Tabii böyle bir tutuklama sadece kağıt üzerinde geçerli olacaktır. Çünkü bu gerekçeyle tutuklama yapılamaz. Böyle bir nedenle tutuklama yapılmasına dair yasalarda bir hüküm yok. AİHS'in 18. maddesi uyarınca Sözleşme hükümleri ile izin verilen kısıtlamalar öngörüldükleri amaç dışında uygulanamaz. Bu nedenle, zorla besleme yapmak amacıyla tutuklama yapmak da mümkün değildir. Bu nedenle karara bu nedenle tutukluyoruz demeyecekler başka bir gerekçe yazacaklar ama bu durumun daha sonra saptanmasına mani değil. Yani gerçek amacın farklılığı daha sonrasında da saptanabilir.

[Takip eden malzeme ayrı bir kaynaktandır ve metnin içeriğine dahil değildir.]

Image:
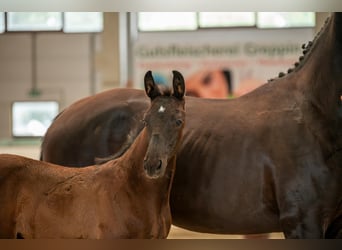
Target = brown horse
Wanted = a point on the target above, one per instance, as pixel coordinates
(123, 198)
(268, 161)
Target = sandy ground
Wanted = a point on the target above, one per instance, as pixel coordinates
(179, 233)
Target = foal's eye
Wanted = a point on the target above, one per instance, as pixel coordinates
(179, 122)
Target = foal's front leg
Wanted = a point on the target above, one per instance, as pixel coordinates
(300, 211)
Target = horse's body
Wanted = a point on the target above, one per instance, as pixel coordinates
(268, 161)
(123, 198)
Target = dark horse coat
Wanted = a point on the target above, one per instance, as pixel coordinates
(268, 161)
(123, 198)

Zorla besleme konusunda da sınırsız bir yetki yok. 82. madde de "hayatî tehlikeye girme veya bilinç bozukluğunun hekim tarafından belirlenmesi" koşulu getiriyor. Ama nihayetinde böyle bir doktor raporunun kolayca temin edilebileceğini tahmin etmek güç değil. Ancak bu yapılırsa, bu da Sözleşmenin 3. maddesinin ihlaline neden olabilir. AİHM, zorla beslemeyi kategorik olarak reddetmiyor. Ama bunun koşulları var. Tabii bugüne kadarki vakalarda hep hapiste olan kişinin açlık grevi tartışılıyordu, ilk defa açlık grevini sonlandırmak için bir tutuklama vakasıyla karşı karşıyayız, bu temel ilkeleri etkiler mi onu kestirmek güç."